Agencia Thompson y Cia_
Agencia Thompson y Cia_ Estalló en la mañana del 1.º de junio, cuando al mal humor de los que se habían empeñado en no dejar el Seamew, vino a añadirse el de los demás. Furiosos también éstos por aquellas diez horas pasadas estúpidamente por tercera vez en errar a través de las calles de Funchal, y muy decididos a no comenzar de nuevo aquella ridícula broma.
Al llegar el día 1.º de junio el momento de la partida, vióse Thompson solo en el portalón. No del todo, sin embargo. Un compañero le quedaba, bajo envoltura de Van Piperboom, de Rotterdam, cuyo oído continuaba cerrado, y por ende, indiferente a todas las excitaciones exteriores.

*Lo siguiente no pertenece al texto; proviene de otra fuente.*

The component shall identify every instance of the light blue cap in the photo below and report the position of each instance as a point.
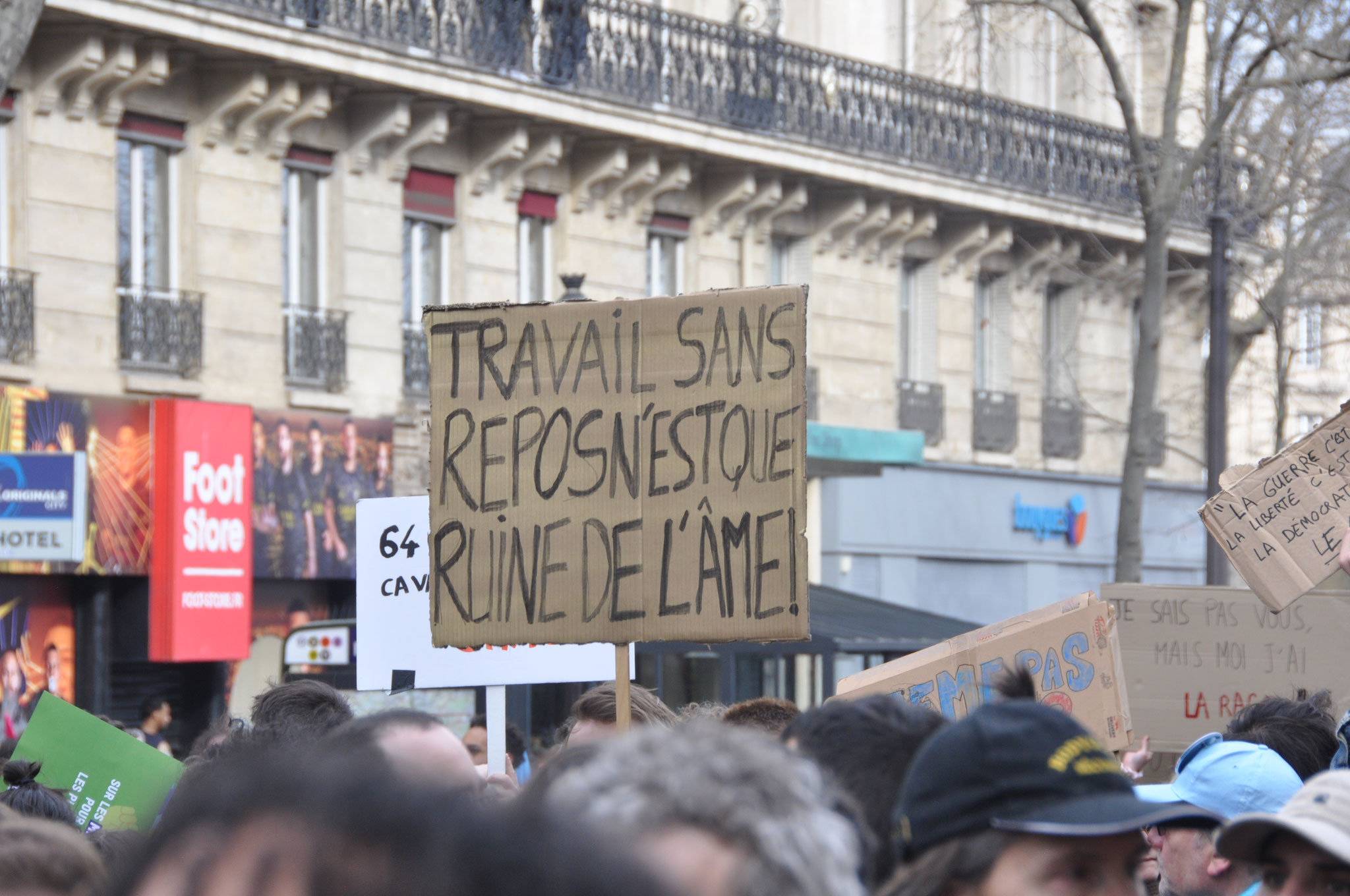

La propaganda revolucionaria no producía efecto sobre él; era una presa que se le escapaba. Persistía en adherirse a los pasos del único compañero cuyo carácter oficial conocía, y Thompson venía a ser el cornac de aquel elefante de los pasajeros.
Durante aquellos tres días no le había dejado a sol ni a sombra. Dondequiera que iba Thompson, allí le había seguido Piperboom. Y aun en aquel momento él estaba allí, único seguidor del jefe abandonado por sus soldados.